April in the Kitchen – Toasty Cauliflower Cream and Cheese

April in the Kitchen – Toasty Cauliflower Cream and Cheese

Spurred by the success of my roast cabbage steaks with cream and cheese, I took on the challenge of remaking a dish for cauliflower cheese and “fully loaded cauliflower”. Creamed cauliflower or cauliflower cheese is a popular side, it can also be the star of a vegetarian dinner. The recipe usually involves steaming the cauliflower, making a white or cheese sauce, then baking in the oven. For “fully loaded cauliflower” you add additonal cheese, sour cream, bacon and scallions. Bet you have already figured out it’s meant to be a replacement for a fully loaded baked potato, I can feel my waistline expanding!

All that is too much work for a midweek dinner, for me at least. And, I prefer some toasty crunchy bits of cauliflower, which doesn’t happen if you steam or boil it.

But it is one of my favorites and one of my English grandmother’s as well. There is quite a lot of nostalgia in this recipe. She really did love a good white sauce, but I think she would like this one even without the sauce.

This recipe is the result of experiments to simplify the recipe (as well as take out some calories). My family really enjoyed the cabbage steaks I made a few weeks ago, could I do the same with cauliflower?

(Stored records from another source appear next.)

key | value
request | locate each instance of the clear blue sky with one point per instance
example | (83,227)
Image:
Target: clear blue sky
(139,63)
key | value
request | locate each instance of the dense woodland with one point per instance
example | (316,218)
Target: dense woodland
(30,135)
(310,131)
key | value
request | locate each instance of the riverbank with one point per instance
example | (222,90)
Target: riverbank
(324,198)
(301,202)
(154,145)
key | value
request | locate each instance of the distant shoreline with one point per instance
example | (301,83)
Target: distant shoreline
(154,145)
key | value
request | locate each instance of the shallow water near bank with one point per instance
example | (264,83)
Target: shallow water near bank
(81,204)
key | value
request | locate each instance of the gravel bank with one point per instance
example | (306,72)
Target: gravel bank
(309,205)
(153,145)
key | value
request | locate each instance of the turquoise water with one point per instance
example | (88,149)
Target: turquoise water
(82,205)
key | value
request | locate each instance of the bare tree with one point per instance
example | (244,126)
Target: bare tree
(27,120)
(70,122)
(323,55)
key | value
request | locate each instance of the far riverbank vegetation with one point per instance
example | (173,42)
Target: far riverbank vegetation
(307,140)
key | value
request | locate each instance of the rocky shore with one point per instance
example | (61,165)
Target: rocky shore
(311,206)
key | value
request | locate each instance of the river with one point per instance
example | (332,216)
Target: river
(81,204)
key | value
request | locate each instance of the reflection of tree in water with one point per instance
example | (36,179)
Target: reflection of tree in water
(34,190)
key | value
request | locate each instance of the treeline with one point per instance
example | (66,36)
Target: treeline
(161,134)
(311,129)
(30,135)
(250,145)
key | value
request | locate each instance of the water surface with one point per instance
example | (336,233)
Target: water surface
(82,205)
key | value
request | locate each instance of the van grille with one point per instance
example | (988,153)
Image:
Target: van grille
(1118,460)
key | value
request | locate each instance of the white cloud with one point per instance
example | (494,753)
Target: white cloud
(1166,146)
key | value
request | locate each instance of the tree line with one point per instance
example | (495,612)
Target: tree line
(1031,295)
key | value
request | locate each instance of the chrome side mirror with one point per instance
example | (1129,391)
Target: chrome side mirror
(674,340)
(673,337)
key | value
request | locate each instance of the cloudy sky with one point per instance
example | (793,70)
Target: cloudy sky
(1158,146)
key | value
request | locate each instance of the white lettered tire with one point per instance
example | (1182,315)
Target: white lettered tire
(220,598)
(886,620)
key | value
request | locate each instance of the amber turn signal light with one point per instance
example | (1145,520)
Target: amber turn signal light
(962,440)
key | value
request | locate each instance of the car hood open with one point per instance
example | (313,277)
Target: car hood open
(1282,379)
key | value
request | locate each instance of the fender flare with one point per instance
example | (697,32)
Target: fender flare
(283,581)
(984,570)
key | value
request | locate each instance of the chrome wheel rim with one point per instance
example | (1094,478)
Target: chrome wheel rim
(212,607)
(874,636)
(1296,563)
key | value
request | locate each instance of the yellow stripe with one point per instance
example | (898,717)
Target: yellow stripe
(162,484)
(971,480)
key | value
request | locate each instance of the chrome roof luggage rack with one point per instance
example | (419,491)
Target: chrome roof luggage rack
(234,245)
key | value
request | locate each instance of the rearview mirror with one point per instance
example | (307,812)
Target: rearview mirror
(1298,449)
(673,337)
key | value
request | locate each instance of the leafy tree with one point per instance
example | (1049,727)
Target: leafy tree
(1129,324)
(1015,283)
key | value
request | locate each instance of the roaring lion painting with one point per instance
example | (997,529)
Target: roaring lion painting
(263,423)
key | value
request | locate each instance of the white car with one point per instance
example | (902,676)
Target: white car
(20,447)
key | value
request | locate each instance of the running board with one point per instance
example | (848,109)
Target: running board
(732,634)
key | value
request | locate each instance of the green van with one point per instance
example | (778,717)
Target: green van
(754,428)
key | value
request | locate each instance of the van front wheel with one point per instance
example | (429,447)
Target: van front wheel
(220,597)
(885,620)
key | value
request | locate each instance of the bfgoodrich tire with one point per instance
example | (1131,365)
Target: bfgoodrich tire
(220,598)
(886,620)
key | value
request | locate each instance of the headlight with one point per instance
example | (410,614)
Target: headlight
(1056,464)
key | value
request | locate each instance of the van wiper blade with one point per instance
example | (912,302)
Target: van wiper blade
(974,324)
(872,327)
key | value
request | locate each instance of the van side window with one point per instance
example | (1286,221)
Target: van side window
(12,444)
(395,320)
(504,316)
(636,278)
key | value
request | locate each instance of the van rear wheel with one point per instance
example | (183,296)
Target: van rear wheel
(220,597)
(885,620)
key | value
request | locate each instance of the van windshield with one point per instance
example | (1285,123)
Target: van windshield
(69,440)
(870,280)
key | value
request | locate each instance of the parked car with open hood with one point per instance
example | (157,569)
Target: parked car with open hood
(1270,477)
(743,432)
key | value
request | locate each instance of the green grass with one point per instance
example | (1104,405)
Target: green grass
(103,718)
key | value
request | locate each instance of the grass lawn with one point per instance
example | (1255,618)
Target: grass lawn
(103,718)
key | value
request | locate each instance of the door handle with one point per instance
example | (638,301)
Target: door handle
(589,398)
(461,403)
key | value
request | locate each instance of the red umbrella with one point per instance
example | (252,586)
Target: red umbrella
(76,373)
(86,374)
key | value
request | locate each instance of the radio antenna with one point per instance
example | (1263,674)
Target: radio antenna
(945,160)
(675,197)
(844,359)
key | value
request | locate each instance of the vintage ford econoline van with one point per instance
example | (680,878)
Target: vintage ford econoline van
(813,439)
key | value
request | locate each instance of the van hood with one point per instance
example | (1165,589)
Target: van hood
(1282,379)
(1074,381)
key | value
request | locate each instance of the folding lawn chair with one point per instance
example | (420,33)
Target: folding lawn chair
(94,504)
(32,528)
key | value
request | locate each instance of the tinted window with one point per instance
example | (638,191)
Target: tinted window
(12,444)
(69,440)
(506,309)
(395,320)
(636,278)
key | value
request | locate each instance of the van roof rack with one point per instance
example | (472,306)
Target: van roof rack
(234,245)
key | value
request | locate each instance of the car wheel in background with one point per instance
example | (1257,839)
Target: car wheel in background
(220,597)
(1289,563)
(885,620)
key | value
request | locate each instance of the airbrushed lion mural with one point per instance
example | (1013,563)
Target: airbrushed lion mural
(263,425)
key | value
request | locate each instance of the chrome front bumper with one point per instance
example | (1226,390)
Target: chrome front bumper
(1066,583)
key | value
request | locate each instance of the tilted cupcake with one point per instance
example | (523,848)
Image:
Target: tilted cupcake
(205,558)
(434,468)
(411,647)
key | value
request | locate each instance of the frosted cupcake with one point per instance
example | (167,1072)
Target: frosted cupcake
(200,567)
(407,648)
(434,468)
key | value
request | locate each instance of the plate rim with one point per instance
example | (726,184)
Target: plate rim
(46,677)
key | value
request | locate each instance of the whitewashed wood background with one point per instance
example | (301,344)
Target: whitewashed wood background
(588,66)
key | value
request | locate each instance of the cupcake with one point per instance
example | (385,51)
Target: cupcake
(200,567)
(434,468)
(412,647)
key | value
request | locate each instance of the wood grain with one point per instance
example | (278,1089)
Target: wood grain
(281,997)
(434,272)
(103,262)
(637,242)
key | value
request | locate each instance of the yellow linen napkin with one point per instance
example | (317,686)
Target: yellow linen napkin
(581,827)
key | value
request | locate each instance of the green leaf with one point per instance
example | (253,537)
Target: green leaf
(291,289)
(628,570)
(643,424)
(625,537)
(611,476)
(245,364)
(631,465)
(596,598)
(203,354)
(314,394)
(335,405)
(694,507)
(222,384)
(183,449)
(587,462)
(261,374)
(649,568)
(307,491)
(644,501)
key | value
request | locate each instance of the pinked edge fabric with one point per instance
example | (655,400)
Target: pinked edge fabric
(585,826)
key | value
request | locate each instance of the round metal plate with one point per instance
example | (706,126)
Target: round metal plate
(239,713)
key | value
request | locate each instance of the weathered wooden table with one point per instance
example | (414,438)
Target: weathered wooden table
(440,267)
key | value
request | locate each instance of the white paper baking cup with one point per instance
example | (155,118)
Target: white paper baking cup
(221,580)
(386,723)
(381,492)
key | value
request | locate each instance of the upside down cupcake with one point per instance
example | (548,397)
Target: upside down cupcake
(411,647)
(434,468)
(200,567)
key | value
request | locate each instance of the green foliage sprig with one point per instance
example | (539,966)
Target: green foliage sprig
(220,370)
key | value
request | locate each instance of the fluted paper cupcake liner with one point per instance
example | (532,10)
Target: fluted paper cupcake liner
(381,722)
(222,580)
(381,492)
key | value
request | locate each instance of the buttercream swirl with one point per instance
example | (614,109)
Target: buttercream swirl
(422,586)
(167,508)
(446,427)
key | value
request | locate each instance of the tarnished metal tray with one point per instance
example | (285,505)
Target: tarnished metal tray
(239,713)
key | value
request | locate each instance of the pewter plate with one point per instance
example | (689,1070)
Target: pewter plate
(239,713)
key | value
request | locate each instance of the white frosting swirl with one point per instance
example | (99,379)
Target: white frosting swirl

Toasty Cauliflower Cream and Cheese

  • 1 large head of cauliflower, rinsed, patted dry, then cut into “steaks” about 3/4 inch thick
  • 1/2 cup of heavy cream
  • 1/2 cup of finely grated parmesan
  • 1/2 cup of sharp cheddar cheese 
Cauliflower Steaks

Cauliflower Steaks

  1. Preheat your oven to 450 degrees F
  2. Line a large sheet pan or baking dish with parchment paper, or butter a gratin dish.
  3. Place the cauliflower steaks, in one layer, on the parchment paper or in the gratin dish. Drizzle each steak with heavy cream, concentrating the cream in the center (it will run out, that’s ok).
  4. Sprinkle each slice with parmesan and cheddar cheese.
  5. Roast for 25-30 minutes.
  6. Use a spatula to carefully transfer a slice to each plate.
Cauliflower steaks with cheese

Cauliflower steaks with cheese

You can also bake this in a gratin dish.

Toasty Cauliflower Cream and Cheese

Toasty Cauliflower Cream and Cheese

And, if you are feeling very decadent, turn this into a dish of “fully loaded cauliflower” with the addition of bacon and some sliced scallions.

Fully Loaded Cauliflower

Fully Loaded Cauliflower

Crispy bits of cauliflower, toasty cheese, creamy center…and all in about 30 minutes start to finish (most of which was in the oven). Winner!